THE 24/7 LIQUIDITY PIPE
Legacy finance is terrified of what $IBKR just did. They turned the $320B stablecoin market from a “casino chip” into immediate buying power for the S&P 500.
⚡ Zero Friction: You can now move liquidity from a Solana wallet to a stock portfolio in minutes, bypassing the T+2 settlement dinosaur.
🛑 The Weekend Gap: Banks lock your cash from Friday at 5 PM to Monday at 9 AM. The blockchain doesn’t. $IBKR clients can now position capital before the Monday open.
🌊 The Floodgates: Global investors in hyper-inflationary zones (Argentina, Turkey) hold savings in $USDT and $USDC. $IBKR just gave them a direct on-ramp to US Equities without touching a correspondent bank.
My Take 🎯
This is a structural shift in market plumbing. $IBKR is capturing the “unbanked” wealthy who live on-chain. By the time $SCHW and $HOOD figure this out, Interactive Brokers will have already absorbed the liquidity of the crypto-native economy. They are essentially becoming a DeFi protocol with a banking license. The spread between “crypto” and “finance” just collapsed to zero.
Bullish 🌉
🥇 Banks Raise 2026 $Gold Targets – Consensus Breaks Higher 🥇
The Setup:
Macro Overwhelms Mean Reversion
Gold is no longer speculation territory. Every major bank $Goldman, $BAC, Deutsche, $JPM has lifted 2026 targets to the $4,450–$5,200 range. This isn’t exuberance. This is structural. Central banks bought 760 tonnes in 2025 alone, up 2.5x the pre-2022 baseline. Emerging markets, led by China, remain vastly underallocated to gold. The Fed is cutting, the dollar faces gravity from fiscal deficits approaching 7% of GDP, and Western ETF inflows hit $33 billion in eight weeks.
💰 Why Banks Are Synchronized (And Why That Matters)

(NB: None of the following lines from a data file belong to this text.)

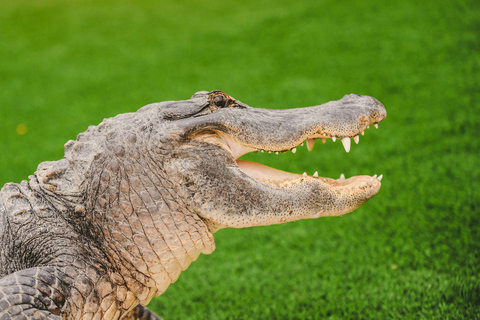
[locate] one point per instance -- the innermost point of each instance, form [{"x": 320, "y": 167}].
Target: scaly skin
[{"x": 137, "y": 198}]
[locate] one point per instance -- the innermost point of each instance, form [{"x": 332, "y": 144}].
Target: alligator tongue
[{"x": 261, "y": 171}]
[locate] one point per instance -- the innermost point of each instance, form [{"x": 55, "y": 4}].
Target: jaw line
[{"x": 272, "y": 176}]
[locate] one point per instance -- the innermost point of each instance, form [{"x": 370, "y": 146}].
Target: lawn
[{"x": 412, "y": 252}]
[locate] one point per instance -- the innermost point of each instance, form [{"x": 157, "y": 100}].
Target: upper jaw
[{"x": 249, "y": 129}]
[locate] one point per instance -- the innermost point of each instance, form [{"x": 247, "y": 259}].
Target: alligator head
[
  {"x": 213, "y": 130},
  {"x": 141, "y": 193}
]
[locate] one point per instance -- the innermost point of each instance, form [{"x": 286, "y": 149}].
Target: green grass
[{"x": 412, "y": 252}]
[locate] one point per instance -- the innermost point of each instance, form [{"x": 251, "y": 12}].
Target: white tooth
[
  {"x": 346, "y": 143},
  {"x": 310, "y": 144}
]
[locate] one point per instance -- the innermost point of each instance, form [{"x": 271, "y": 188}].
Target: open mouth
[{"x": 283, "y": 179}]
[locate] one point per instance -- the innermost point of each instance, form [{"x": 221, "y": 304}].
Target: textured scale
[{"x": 136, "y": 200}]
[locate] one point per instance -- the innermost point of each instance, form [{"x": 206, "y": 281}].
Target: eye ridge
[{"x": 220, "y": 100}]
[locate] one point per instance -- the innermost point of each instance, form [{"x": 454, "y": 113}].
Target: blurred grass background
[{"x": 412, "y": 252}]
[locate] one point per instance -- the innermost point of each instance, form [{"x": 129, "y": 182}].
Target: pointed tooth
[
  {"x": 356, "y": 139},
  {"x": 346, "y": 143},
  {"x": 310, "y": 144}
]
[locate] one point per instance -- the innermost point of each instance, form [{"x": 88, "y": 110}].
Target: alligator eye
[{"x": 220, "y": 100}]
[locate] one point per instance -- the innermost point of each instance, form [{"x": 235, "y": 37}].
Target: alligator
[{"x": 137, "y": 198}]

🔸 Central bank diversification from USD reserves into bullion 95% of central banks surveyed expect global holdings to rise
🔸 ETF demand structural: $14 billion flowed into gold ETFs in September alone, 880% higher year-over-year
🔸 Fed rate cuts by 100 basis points expected by mid-2026 non-yielding gold becomes relative value
🔸 Fiscal backdrop unchanged under Trump: deficit spending, tariffs, debt issuance all gold-supportive
🔸 $JPMorgan Private targets $5,200–$5,300, the outlier high end, signaling how far optimism extends
Where the Consensus Cracks
Not everyone agrees. $HSBC remains defensive at $3,950 assuming faster stabilization. Commerzbank caps upside at $4,100. Their case: tightening fiscal policy could emerge, Fed could stay hawkish if inflation re-accelerates, and equity markets could re-attract capital. Lease rates elevated. Physical supply squeezed. Manipulation risk exists. Real rates could turn positive again, crushing gold’s runway.
My Take 🎯
The macro case for gold is airtight: devaluation cycle, reserve diversification, monetary ease. But $5,000+ assumes no policy shock or equity capitulation doesn’t reverse the central bank bid. Consensus at $4,800–$5,000 reflects pricing power that needs to hold without the structural drivers fracturing. Watch Fed communications Q1 2026 a pivot kills momentum fast. The risk isn’t the target. It’s velocity and mean reversion when positioning peaks.